College of Life Sciences, Capital Normal University, Beijing, People's Republic of China.
PLoS One. 2012;7(2):e30986. doi: 10.1371/journal.pone.0030986. Epub 2012 Feb 20.
Species identification via DNA barcodes is contributing greatly to current bioinventory efforts. The initial, and widely accepted, proposal was to use the protein-coding cytochrome c oxidase subunit I (COI) region as the standard barcode for animals, but recently non-coding internal transcribed spacer (ITS) genes have been proposed as candidate barcodes for both animals and plants. However, achieving a robust alignment for non-coding regions can be problematic. Here we propose two new methods (DV-RBF and FJ-RBF) to address this issue for species assignment by both coding and non-coding sequences that take advantage of the power of machine learning and bioinformatics. We demonstrate the value of the new methods with four empirical datasets, two representing typical protein-coding COI barcode datasets (neotropical bats and marine fish) and two representing non-coding ITS barcodes (rust fungi and brown algae). Using two random sub-sampling approaches, we demonstrate that the new methods significantly outperformed existing Neighbor-joining (NJ) and Maximum likelihood (ML) methods for both coding and non-coding barcodes when there was complete species coverage in the reference dataset. The new methods also out-performed NJ and ML methods for non-coding sequences in circumstances of potentially incomplete species coverage, although then the NJ and ML methods performed slightly better than the new methods for protein-coding barcodes. A 100% success rate of species identification was achieved with the two new methods for 4,122 bat queries and 5,134 fish queries using COI barcodes, with 95% confidence intervals (CI) of 99.75-100%. The new methods also obtained a 96.29% success rate (95%CI: 91.62-98.40%) for 484 rust fungi queries and a 98.50% success rate (95%CI: 96.60-99.37%) for 1094 brown algae queries, both using ITS barcodes.

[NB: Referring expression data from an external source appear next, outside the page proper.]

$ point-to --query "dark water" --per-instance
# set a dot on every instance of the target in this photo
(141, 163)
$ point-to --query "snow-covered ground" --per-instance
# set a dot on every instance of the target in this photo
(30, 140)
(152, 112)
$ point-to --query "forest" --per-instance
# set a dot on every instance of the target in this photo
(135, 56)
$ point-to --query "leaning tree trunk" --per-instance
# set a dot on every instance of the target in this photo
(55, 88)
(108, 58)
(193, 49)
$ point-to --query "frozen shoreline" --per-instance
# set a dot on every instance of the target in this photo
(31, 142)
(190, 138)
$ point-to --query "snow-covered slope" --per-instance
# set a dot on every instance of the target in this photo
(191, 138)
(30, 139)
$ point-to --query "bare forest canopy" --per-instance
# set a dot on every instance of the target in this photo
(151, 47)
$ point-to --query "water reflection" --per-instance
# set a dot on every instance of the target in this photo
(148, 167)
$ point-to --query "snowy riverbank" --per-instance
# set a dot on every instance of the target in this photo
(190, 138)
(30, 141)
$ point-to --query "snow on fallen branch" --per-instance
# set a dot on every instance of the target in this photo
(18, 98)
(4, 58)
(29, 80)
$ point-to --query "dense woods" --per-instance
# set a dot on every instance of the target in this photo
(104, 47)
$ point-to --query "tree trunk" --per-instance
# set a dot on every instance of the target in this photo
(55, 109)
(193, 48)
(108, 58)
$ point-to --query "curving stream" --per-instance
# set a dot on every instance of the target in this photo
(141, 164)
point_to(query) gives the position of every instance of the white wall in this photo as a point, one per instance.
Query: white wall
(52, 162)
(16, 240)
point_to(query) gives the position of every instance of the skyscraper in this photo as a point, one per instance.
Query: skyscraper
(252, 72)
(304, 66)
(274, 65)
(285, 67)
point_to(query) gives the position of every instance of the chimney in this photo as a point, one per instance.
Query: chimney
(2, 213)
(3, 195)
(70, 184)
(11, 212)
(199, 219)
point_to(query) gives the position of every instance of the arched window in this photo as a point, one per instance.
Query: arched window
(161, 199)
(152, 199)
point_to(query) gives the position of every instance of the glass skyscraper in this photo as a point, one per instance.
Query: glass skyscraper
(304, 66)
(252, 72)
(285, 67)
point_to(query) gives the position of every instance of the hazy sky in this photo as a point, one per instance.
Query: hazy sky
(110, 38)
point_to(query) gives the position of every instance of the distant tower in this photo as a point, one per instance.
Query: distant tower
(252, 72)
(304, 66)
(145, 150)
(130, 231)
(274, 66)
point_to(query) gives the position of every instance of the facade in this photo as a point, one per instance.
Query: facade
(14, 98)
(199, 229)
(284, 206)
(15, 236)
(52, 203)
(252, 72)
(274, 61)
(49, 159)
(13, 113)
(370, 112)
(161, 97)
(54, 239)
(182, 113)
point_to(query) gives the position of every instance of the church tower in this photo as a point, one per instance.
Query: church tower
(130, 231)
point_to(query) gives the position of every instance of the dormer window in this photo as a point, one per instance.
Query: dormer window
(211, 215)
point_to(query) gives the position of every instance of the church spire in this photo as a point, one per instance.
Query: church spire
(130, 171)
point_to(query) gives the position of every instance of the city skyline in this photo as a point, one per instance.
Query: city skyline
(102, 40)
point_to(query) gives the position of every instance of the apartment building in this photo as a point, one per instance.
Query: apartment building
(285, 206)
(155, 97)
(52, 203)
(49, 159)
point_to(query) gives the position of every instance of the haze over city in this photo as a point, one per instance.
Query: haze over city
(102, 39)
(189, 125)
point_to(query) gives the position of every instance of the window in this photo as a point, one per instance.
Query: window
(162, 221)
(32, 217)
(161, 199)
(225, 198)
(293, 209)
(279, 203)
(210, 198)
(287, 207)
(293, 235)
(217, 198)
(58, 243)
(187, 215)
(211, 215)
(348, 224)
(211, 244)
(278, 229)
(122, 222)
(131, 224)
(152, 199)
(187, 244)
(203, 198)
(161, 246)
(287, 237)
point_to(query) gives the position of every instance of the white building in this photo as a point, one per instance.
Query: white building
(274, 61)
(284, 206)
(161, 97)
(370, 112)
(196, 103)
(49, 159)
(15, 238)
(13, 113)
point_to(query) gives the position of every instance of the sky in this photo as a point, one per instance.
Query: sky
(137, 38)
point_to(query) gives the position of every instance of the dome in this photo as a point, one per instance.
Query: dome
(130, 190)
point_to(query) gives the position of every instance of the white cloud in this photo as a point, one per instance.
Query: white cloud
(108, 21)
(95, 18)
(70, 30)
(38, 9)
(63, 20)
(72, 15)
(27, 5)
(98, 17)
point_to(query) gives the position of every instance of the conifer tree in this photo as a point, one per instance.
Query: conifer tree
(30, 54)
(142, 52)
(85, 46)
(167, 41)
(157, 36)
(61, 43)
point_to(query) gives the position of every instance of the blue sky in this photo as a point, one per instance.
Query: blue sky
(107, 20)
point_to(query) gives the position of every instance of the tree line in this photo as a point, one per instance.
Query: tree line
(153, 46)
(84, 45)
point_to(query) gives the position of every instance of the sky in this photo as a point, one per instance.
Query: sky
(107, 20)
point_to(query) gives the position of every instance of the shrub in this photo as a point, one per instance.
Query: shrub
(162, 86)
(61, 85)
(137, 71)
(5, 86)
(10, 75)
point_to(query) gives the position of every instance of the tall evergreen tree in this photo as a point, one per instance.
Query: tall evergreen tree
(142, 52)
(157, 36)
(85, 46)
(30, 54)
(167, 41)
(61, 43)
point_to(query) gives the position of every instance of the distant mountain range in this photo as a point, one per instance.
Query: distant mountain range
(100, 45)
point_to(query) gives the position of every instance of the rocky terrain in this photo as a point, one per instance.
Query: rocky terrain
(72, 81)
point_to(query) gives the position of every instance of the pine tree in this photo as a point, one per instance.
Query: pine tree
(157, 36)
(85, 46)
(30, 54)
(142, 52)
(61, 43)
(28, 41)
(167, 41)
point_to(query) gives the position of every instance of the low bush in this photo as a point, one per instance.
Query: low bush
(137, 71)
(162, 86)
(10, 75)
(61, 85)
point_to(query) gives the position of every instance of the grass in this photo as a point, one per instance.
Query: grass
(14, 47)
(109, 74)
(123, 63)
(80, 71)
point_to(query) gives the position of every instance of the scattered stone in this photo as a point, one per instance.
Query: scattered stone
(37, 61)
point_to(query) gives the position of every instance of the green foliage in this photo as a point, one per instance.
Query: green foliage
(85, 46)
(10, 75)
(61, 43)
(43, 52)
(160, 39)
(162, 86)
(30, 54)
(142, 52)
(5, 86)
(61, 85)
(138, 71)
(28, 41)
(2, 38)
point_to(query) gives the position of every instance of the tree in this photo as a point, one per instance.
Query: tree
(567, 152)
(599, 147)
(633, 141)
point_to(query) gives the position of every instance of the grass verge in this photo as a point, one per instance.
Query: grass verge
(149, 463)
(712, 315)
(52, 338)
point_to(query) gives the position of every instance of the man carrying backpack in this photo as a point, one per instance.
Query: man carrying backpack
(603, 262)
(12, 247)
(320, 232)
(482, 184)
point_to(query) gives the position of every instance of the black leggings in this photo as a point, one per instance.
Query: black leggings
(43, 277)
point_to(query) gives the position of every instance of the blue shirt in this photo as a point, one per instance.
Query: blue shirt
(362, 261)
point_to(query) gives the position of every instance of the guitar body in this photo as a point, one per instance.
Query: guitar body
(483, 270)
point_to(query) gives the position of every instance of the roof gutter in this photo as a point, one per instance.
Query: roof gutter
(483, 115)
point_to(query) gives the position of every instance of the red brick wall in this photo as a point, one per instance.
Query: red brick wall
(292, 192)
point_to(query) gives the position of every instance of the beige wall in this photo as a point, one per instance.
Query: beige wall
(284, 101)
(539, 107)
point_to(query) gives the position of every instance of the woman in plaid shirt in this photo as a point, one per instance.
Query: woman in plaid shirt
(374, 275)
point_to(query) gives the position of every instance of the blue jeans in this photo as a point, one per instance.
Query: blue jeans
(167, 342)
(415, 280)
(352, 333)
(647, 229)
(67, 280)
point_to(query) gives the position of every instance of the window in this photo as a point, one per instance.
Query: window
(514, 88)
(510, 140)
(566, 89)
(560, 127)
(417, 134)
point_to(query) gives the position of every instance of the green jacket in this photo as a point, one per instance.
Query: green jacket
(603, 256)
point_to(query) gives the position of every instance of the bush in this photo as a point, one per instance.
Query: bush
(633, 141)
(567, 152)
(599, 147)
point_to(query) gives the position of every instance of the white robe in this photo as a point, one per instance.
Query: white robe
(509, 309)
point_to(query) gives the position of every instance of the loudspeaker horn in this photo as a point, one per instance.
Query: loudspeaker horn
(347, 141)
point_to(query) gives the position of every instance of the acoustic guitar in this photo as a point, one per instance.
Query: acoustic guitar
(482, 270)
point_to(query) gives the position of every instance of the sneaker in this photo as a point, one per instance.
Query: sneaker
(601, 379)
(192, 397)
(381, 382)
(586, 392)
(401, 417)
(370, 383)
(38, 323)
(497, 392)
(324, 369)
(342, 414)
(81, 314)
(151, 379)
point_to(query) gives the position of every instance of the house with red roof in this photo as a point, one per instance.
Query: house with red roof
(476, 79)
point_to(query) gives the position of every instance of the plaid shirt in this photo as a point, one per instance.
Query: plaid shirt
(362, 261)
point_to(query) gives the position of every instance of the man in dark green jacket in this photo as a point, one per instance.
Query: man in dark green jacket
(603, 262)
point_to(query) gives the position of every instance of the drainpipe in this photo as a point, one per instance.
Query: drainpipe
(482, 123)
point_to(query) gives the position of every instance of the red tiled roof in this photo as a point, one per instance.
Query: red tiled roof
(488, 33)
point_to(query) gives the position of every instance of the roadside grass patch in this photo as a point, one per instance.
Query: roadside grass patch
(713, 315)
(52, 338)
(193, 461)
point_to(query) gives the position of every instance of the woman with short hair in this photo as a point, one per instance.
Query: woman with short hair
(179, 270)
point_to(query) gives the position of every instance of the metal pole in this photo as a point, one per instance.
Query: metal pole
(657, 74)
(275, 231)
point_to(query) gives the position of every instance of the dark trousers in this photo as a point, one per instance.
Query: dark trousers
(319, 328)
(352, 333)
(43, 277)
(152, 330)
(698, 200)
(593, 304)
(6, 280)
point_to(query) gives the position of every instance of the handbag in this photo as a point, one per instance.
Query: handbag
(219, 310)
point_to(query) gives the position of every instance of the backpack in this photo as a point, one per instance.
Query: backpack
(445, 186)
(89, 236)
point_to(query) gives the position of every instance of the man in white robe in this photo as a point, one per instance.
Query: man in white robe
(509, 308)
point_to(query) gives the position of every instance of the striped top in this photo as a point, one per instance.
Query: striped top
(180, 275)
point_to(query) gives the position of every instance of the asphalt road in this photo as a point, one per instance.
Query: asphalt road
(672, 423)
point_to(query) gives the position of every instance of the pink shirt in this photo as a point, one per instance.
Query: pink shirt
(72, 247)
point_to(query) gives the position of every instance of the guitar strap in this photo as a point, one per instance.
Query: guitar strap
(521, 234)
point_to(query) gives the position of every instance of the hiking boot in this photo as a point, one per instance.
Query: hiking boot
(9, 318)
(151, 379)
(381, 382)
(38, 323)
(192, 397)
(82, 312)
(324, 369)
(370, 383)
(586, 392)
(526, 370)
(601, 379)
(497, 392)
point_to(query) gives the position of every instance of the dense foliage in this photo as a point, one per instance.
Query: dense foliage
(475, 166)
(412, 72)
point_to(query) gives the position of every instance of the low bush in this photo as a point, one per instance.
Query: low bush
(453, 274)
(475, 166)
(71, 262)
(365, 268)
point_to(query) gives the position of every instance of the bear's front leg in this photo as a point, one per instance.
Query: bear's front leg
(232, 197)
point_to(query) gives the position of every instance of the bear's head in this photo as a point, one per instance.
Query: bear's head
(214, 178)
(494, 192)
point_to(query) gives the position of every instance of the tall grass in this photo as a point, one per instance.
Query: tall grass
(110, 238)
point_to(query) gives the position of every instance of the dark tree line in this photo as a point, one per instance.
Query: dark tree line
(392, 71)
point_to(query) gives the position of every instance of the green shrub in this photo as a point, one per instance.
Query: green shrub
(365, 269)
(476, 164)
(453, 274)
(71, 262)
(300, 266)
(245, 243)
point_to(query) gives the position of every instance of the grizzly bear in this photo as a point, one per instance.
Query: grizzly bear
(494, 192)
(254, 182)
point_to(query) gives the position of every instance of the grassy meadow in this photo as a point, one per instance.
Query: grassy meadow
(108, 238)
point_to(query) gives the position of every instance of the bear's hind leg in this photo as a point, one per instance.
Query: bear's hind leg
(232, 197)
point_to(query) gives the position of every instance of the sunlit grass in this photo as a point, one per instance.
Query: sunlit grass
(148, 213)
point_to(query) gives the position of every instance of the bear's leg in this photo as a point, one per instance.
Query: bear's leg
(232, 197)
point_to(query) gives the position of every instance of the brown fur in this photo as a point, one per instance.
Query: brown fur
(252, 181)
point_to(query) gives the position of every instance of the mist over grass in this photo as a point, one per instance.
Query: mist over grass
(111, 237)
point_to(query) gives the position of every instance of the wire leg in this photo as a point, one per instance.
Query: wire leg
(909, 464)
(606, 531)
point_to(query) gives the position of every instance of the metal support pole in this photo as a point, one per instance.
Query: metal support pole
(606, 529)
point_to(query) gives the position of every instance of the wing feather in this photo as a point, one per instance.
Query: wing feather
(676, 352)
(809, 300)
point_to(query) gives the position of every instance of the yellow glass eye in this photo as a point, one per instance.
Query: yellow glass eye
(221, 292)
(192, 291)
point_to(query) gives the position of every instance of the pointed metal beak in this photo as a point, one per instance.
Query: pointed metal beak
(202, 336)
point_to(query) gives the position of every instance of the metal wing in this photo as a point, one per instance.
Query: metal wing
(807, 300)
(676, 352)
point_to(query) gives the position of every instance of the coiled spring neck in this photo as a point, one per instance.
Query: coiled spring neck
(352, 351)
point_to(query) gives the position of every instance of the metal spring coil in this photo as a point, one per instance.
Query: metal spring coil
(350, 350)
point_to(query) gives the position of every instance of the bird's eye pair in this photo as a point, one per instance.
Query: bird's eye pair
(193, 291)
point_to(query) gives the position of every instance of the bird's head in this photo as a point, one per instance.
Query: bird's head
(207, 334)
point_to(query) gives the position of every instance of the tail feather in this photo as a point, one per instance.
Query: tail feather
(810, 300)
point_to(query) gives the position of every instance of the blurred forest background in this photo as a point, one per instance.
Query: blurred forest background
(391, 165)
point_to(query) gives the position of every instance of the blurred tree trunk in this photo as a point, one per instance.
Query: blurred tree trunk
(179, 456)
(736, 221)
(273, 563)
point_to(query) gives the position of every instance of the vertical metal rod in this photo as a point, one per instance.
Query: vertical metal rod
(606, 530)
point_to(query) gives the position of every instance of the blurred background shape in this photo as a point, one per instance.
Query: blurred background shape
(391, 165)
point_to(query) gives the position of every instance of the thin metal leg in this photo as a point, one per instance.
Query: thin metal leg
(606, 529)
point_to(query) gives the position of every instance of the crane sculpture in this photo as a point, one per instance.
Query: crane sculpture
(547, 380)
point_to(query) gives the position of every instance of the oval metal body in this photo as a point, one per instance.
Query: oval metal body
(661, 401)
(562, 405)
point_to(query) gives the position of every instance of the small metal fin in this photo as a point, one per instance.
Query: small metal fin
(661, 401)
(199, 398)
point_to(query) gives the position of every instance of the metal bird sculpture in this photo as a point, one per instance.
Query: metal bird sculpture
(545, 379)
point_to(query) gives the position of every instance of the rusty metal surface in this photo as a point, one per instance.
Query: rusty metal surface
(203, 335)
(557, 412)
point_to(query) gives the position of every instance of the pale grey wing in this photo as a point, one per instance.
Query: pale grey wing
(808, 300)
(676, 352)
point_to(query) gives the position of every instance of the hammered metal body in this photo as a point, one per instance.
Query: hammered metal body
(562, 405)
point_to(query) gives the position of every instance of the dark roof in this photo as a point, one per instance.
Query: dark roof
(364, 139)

物种鉴定通过 DNA 条形码极大地促进了当前的生物清查工作。最初,也是广泛接受的建议是使用蛋白质编码细胞色素 C 氧化酶亚基 I(COI)区域作为动物的标准条形码,但最近非编码内部转录间隔区(ITS)基因已被提议作为动物和植物的候选条形码。然而,实现非编码区的稳健比对可能会出现问题。在这里,我们提出了两种新的方法(DV-RBF 和 FJ-RBF),利用机器学习和生物信息学的强大功能,解决了编码和非编码序列的物种分配问题。我们使用四个经验数据集来证明新方法的价值,其中两个代表典型的蛋白质编码 COI 条形码数据集(新热带蝙蝠和海洋鱼类),两个代表非编码 ITS 条形码(锈菌和褐藻)。使用两种随机子采样方法,我们证明在参考数据集中完全涵盖物种时,新方法在编码和非编码条形码方面均显著优于现有邻接法(NJ)和最大似然法(ML)。在潜在的不完全物种覆盖的情况下,新方法也优于 NJ 和 ML 方法,尽管在这种情况下,NJ 和 ML 方法在蛋白质编码条形码方面的表现略优于新方法。使用 COI 条形码,新方法对 4122 次蝙蝠查询和 5134 次鱼类查询的物种鉴定成功率达到 100%,置信区间(CI)为 99.75-100%。新方法对 484 次锈菌查询和 1094 次褐藻查询的成功率分别达到 96.29%(95%CI:91.62-98.40%)和 98.50%(95%CI:96.60-99.37%),均使用 ITS 条形码。